① The neighboring residents of the instant land prepared a letter of confirmation to the effect that the Plaintiff cultivated the instant land directly from around 1998 to the time of the transfer of the instant land. ② Nonparty Doz, who operated Nonparty Doctrine, issued a letter of confirmation to the effect that Nonparty Doctrine had sold agricultural chemicals and farming materials to the Plaintiff from around April 1998 to October 2008. ③ Nonparty YE created a letter of confirmation to the effect that the Plaintiff cultivated the instant land along with his father and Nonparty 2, who had cultivated the said land even after marriage.

(3) However, according to the purport of Gap evidence Nos. 2, 5-1, Eul evidence Nos. 2 through 4 and the whole pleadings, the following facts can be acknowledged.

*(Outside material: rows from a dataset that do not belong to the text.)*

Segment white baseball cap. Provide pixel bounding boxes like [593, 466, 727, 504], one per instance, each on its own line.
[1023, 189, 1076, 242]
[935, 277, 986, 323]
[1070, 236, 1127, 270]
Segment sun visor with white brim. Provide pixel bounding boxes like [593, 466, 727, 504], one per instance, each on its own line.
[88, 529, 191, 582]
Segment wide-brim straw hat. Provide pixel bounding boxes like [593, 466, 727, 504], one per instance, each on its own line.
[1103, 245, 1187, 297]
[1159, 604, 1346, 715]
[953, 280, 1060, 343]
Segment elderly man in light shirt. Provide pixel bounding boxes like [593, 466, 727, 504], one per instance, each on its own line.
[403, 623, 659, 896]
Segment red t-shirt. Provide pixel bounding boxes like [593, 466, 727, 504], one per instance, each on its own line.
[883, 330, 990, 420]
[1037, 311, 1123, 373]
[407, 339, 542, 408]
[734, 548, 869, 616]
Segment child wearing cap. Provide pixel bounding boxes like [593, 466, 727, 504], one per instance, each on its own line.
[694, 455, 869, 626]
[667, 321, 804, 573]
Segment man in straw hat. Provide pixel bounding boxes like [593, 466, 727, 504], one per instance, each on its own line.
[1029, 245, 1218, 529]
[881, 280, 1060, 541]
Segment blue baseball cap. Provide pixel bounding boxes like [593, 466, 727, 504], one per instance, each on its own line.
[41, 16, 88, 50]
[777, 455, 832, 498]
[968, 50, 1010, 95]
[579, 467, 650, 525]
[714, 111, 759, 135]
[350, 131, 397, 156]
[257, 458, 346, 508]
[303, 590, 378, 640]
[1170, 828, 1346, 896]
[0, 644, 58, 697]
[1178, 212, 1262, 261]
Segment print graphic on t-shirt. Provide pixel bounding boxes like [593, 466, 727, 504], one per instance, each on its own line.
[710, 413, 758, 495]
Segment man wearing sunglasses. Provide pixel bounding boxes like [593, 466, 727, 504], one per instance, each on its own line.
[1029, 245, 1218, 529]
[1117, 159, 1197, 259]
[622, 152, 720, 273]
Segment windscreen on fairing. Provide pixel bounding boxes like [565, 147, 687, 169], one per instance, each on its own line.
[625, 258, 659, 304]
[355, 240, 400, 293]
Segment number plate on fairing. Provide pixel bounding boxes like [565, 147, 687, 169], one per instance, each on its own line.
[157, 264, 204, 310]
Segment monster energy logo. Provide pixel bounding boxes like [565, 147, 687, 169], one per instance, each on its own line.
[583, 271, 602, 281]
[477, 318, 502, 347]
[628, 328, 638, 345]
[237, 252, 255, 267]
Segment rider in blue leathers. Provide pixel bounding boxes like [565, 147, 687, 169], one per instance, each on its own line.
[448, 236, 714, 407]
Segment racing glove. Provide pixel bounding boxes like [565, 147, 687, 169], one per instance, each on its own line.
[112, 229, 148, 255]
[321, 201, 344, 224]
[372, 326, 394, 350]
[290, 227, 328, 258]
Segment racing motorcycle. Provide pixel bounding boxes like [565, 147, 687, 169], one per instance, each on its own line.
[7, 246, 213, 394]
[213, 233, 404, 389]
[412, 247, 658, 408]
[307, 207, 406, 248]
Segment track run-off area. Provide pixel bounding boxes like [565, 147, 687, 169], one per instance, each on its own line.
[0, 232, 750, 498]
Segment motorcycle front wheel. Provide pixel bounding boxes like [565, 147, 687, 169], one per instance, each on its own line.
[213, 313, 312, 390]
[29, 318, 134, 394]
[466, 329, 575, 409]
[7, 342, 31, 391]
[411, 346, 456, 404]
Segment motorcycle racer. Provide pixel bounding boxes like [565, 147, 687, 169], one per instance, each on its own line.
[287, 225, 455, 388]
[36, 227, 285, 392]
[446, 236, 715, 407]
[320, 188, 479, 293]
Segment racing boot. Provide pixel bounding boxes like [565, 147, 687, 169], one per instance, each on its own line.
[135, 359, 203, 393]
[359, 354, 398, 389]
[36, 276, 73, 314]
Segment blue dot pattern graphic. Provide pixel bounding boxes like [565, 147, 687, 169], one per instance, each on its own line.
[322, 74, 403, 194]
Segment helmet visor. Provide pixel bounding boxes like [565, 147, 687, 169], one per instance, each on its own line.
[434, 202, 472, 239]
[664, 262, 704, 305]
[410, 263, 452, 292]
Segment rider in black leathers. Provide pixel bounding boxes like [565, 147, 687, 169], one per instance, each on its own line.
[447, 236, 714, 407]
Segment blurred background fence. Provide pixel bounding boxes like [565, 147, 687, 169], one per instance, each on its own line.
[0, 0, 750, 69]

① The instant land is adjacent to the CC 232-7 4,973 square meters, GGB, which is the Plaintiff’s eF-owned farmland, and the boundary of two lots is unclear, and is now cultivated by Mana and sublime. ② According to the FF’s statement, his father directly cultivated the instant land before he died on January 11, 2001, and the Plaintiff, after marriage, was working for the agricultural cooperative after moving to the apartment located in GG city, and tried to work for the agricultural cooperative twice in one month. ③ The Mana-Guarantee Co., Ltd. (No. 5-1 of the evidence No. 5), prepared by the EE, entered that the Plaintiff cultivated the instant land from the instant land on a monthly to three occasions after marriage. ④ According to the results of the on-site investigation conducted by public officials affiliated with the Defendant, the Plaintiff’s co-owned land on behalf of the transferee of the instant land, and the Plaintiff’s co-owned land on a non-owned land 9-37, 2008 square meters.

According to the above facts, it is reasonable to view that, even after the Plaintiff’s father and Lee F were donated the land of this case by his father and his father were cultivated and his father died, this FF cultivated the land, and the Plaintiff was simply engaged in simplified cultivation. Therefore, it is insufficient to recognize that the Plaintiff was directly cultivated the land of this case for not less than eight years (in addition, the evidence constituting the basis for fact-finding under the above paragraph is insufficient since it can be prepared voluntarily, and therefore its credibility is insufficient).

(3) Ultimately, the Plaintiff’s assertion is without merit.

3. Conclusion

Thus, the plaintiff's claim of this case is dismissed as it is without merit.